I have a friend in the business whose tenant suffered an illness causing loss of work > loss of income > loss of rent for my friend. Mark agreed to give his tenant time to catch up on the rent. Three months later, he’s only seen $300 of the $1000/month rent he is supposed to be collecting on that property. (Whaaat?)
IF you’re willing to allow time for your tenant to catch up on monies owed, make a written contract signed by both of you, detailing time and amounts of payments to be made, and consequences (eviction) of missed payments.

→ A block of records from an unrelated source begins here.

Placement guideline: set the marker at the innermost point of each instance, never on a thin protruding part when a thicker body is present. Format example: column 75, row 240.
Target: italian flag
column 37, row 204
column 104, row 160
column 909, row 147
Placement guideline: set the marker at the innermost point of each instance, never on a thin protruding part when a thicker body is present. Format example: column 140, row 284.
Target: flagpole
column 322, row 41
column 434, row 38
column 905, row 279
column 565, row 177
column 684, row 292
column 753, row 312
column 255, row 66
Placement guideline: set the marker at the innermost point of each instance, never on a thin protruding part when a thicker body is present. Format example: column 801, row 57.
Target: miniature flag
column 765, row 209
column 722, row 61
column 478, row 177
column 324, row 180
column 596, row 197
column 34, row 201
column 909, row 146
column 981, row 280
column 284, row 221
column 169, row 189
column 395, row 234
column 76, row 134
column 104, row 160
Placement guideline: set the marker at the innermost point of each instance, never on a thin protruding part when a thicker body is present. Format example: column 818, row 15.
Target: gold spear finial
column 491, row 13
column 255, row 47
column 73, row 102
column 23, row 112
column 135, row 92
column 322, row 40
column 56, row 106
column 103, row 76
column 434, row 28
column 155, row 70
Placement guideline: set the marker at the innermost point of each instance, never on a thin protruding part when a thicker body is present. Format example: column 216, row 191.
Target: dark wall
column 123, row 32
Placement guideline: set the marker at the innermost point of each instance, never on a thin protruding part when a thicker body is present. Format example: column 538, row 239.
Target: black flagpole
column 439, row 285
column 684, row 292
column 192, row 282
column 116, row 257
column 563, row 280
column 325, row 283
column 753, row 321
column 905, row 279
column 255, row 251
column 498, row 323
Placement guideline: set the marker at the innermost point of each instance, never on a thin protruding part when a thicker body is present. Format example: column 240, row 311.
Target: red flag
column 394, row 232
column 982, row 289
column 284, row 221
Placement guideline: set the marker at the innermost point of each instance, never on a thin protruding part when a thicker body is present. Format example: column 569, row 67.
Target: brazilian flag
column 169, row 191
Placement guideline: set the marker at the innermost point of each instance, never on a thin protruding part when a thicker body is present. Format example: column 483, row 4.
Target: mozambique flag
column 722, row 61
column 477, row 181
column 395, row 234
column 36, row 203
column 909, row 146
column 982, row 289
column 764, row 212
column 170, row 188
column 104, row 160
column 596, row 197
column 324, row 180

And be prepared to get them out quickly if they don’t deliver on the contract!
When eviction is imminent, I tell my tenants that if they can be out before the court date (two weeks following the day I file, here in Indianapolis) and leave the property clean and empty, I won’t pursue the case through the court system. If they don’t owe me much money — and I always file BEFORE it gets to that point! — it saves me time and money if I can get them out early. Quick exit on the tenant’s part, quick turn-around for the unit, and I’m back in the money. And in the case of a good tenant who has just had a terrible turn of rotten luck, it saves them having an eviction on their record. A win/win for all.
"So, when it’s time to go, make a written plan to make things right quickly, or make the move to get them out. Although we’re witness to a myriad of sad situations, this is an income-producing business — first and foremost — and our decisions have to focus on that priority.